Purple haze

A mom worries when her kid falls in with the ‘right’ crowd

Alison Rood, our foothills correspondent, still from the wrong side of the tracks

Senior prom. It’s a glitzy spring bash, a thrilling milestone in the long evolution from child to adult and a symbolic rite of passage as high school ends and “real life” begins. As I helped my 18-year-old son with his tuxedo rental, I couldn’t help but feel gratified that he was taking part in this celebratory event.

Many of his unfavorable impressions of high school have reminded me of circumstances I encountered decades ago at McClatchy High, but at least he was going to his prom. As an insecure teenager from a low-income family, there was no way I would have been asked to an important dance, not when the majority of my peers were the affluent offspring of the Land Park elite. A city bus literally transported me “across the tracks” from my home in South Sacramento to that school nestled in an exclusive suburb.

My mother sewed my clothes to save money, and trendy shoes and handbags were considered luxuries, so even if I’d had the chance to attend a prom, it would have required garb and accessories we couldn’t afford. And while I wasn’t the only student at McClatchy with a humble background, if a boy from my side of the tracks had asked me to a prom, no way would I have said yes. I already knew I was an outsider; the last thing I would have wanted to do was align myself with another misfit.

Unwittingly, I ended up throwing my son to the same lions I faced as a McClatchy Lion by moving him to El Dorado Hills when he was 11. Call me clueless, but I had no idea it would become an enclave for the privileged. We were looking for a rural setting, somewhere off the beaten path of sterile subdivisions, and the Realtor showed us a house that needed work in an old neighborhood with tree-lined streets. A year after we moved in, San Francisco Bay Area families began surging to the area, and gated communities with pricey homes soon enveloped our haven. My vision of a rustic lifestyle evaporated, and my son’s classmates became the kids who lived in the new mansions dotting the hillside. Fortunately, he hasn’t seemed intimidated by the excessive financial advantage he’s observed.
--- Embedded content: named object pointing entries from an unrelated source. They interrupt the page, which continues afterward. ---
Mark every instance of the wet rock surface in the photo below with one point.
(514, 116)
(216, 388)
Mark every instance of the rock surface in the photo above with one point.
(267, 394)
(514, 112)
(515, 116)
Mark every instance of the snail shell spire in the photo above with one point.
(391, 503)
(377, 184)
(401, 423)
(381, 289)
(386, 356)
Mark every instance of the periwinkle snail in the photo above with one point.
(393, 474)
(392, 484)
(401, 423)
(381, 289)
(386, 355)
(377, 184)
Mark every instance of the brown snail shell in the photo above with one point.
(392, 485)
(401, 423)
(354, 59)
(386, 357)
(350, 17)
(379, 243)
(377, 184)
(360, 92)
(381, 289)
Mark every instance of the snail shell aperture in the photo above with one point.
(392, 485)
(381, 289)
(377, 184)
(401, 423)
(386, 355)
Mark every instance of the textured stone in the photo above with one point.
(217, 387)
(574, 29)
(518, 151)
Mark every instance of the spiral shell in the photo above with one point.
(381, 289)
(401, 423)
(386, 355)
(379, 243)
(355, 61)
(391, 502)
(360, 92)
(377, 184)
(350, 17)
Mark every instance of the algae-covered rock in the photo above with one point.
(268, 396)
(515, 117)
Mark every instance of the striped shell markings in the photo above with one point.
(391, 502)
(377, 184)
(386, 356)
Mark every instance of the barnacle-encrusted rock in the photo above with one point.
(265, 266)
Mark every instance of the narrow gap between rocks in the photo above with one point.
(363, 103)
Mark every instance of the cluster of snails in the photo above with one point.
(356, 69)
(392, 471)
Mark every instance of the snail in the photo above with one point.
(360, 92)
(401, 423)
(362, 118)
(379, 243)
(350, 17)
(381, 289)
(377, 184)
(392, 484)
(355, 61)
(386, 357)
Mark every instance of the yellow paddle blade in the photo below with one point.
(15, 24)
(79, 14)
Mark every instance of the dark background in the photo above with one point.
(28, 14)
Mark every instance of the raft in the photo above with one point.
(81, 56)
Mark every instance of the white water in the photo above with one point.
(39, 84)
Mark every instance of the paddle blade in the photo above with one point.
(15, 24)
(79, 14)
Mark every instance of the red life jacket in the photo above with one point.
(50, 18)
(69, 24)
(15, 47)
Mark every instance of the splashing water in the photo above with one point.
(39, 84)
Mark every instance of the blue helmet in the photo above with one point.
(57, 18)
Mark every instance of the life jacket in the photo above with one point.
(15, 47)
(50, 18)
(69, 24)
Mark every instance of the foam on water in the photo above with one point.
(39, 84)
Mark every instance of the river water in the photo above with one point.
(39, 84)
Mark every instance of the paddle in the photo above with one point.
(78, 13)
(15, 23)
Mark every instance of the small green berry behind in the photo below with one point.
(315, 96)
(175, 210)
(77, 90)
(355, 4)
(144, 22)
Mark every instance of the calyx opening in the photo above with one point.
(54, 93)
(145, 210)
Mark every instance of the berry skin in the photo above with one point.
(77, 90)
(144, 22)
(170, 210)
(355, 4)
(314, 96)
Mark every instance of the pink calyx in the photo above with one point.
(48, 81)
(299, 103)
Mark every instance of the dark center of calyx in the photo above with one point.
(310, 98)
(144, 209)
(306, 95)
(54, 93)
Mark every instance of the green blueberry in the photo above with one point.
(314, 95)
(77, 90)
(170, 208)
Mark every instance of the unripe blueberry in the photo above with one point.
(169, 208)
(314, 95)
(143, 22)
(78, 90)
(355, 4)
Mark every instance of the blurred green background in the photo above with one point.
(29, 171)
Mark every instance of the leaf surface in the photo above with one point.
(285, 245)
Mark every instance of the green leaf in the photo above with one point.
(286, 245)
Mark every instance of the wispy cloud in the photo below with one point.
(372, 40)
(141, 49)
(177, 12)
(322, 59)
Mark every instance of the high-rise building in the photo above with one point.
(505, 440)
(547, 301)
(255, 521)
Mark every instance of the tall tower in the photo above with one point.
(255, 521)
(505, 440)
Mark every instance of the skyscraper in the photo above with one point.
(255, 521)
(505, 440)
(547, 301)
“Sure, I see those kids getting handed cars, instead of having to work for them,” he told me. “I see them floating through life with everything handed to them. But it doesn’t really affect me. It doesn’t even offend me. I just don’t really care.”

He showed the same equanimity a couple of weeks before his graduation ceremony when we discovered that students bound for a four-year college would be awarded “purple cords” for their gowns as opposed to kids headed elsewhere.

My son is registered with a community college, so he wasn’t eligible for a purple cord, but he shrugged it off. Putting high school behind him was the only thing on his mind.

My response wasn’t quite as blasé. Assigning a color symbol to celebrate students who had the academic prowess and financial backing to attend a university was an elitist move. Even the crème de la crème from Land Park hadn’t received a distinguishing cord all those years ago.

What about kids who aspire to be firefighters, attend a trade school or enlist in the military? Some kids join the armed forces hoping to gain skills that will enable them to find work in civilian life. Would their equivalent of a purple cord be a Purple Heart? Community college, with a transfer to a university, is another option.

Isolating non-purple-cord kids was the equivalent of branding them low-achievers, and the e-mail I sent to the school administration reflected my ire.

A few days later, the principal called and told me he understood my concerns and agreed with my complaint. He even admitted that the purple-cord procedure wasn’t fair to kids with learning disabilities. But he insisted that the school was an “academic” institution and that seniors who had satisfied the scholastic program required for higher learning should be rewarded.

My head is still spinning, trying to think of a high school that’s not an academic institution.

He went on to say that school officials had belatedly realized the system for granting purple cords was flawed. Apparently, all of the students who had completed a curriculum worthy of acceptance to a four-year college, whether they attended one or not, would be awarded a purple cord at graduation. In fact, he said, tossing me a final olive branch, cords of various colors would be issued for excellence in industrial arts, band and other non-academic fields in order to include more students in cord recognition.

But parents and their students know which color counts. Purple.

My son is a practical, good-hearted kid, and I think he’ll do OK with or without a purple cord. I’m delighted that he went to prom with a pretty girl and had a blast. He overcame a social hurdle that blocked me when I was his age, and the limo that he shared with his friends didn’t even turn into a pumpkin at the stroke of midnight. But a purple cord is still a concocted gauge of success that doesn’t extend to low-income families or students who do their best in school but can’t come up with the right grades.

It doesn’t always take a set of railroad tracks to separate people.